Several councillors in the north of Scotland think so, after littering became a problem along parts of the iconic North Coast 500 (NC500) road this summer.
Margaret Meek, community councillor for Kinlochbervie, set up the NC500 The Land Weeps Facebook group after caravanners and campers left rubbish behind in the picture-perfect landscape.
Now, Liberal Democrat Jamie Stone, who represents Caithness, Sutherland and Easter Ross, has suggested a congestion charge should be implemented on the route.
He added that campervan owners who want to visit the area should have the charge levied upon them and the money should be invested in improving the region’s roads.

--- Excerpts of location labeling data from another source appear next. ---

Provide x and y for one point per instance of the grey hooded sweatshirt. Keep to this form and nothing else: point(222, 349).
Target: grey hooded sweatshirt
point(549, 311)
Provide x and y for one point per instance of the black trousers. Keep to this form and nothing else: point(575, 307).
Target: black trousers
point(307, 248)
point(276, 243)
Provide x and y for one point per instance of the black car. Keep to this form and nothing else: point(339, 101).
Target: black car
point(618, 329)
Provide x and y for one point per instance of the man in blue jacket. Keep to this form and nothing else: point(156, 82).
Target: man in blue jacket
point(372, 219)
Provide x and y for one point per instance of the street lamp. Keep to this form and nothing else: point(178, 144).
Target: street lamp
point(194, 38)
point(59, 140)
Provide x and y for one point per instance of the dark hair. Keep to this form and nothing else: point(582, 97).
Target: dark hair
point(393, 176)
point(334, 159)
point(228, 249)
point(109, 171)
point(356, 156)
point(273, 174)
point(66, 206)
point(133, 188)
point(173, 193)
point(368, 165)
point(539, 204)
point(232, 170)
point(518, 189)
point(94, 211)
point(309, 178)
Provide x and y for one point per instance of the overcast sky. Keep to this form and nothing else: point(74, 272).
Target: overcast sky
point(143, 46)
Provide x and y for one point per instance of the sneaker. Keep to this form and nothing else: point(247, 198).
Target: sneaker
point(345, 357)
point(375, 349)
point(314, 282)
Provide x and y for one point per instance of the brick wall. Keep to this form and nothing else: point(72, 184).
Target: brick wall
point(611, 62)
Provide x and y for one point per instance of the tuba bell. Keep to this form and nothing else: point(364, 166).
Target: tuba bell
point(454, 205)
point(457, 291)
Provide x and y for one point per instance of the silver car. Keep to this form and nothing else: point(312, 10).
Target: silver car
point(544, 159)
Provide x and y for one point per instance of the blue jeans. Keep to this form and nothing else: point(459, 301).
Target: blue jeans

“The Scottish government needs to know the full force of our concerns about the NC500 roads and the impact that irresponsible tourists are having on us all. I’ve always supported our local tourism and hospitality industries, but we need some fairness!” he said.
With the news that caravan parks are already starting to fill up with bookings for next year, it seems likely that summer 2021 will be another year of record staycations.
The 516-mile coastal road, which has become known as Scotland’s answer to Route 66, is likely to be popular again next summer, but more needs to be done to ensure the countryside does not pay the price.
Most caravanners are respectful and leave no trace, but with an increase in the number of visitors, locals have noticed problems.
Whether a congestion charge is the answer, or if another strategy needs to be found, it’s up to the residents and local authorities along the route to decide.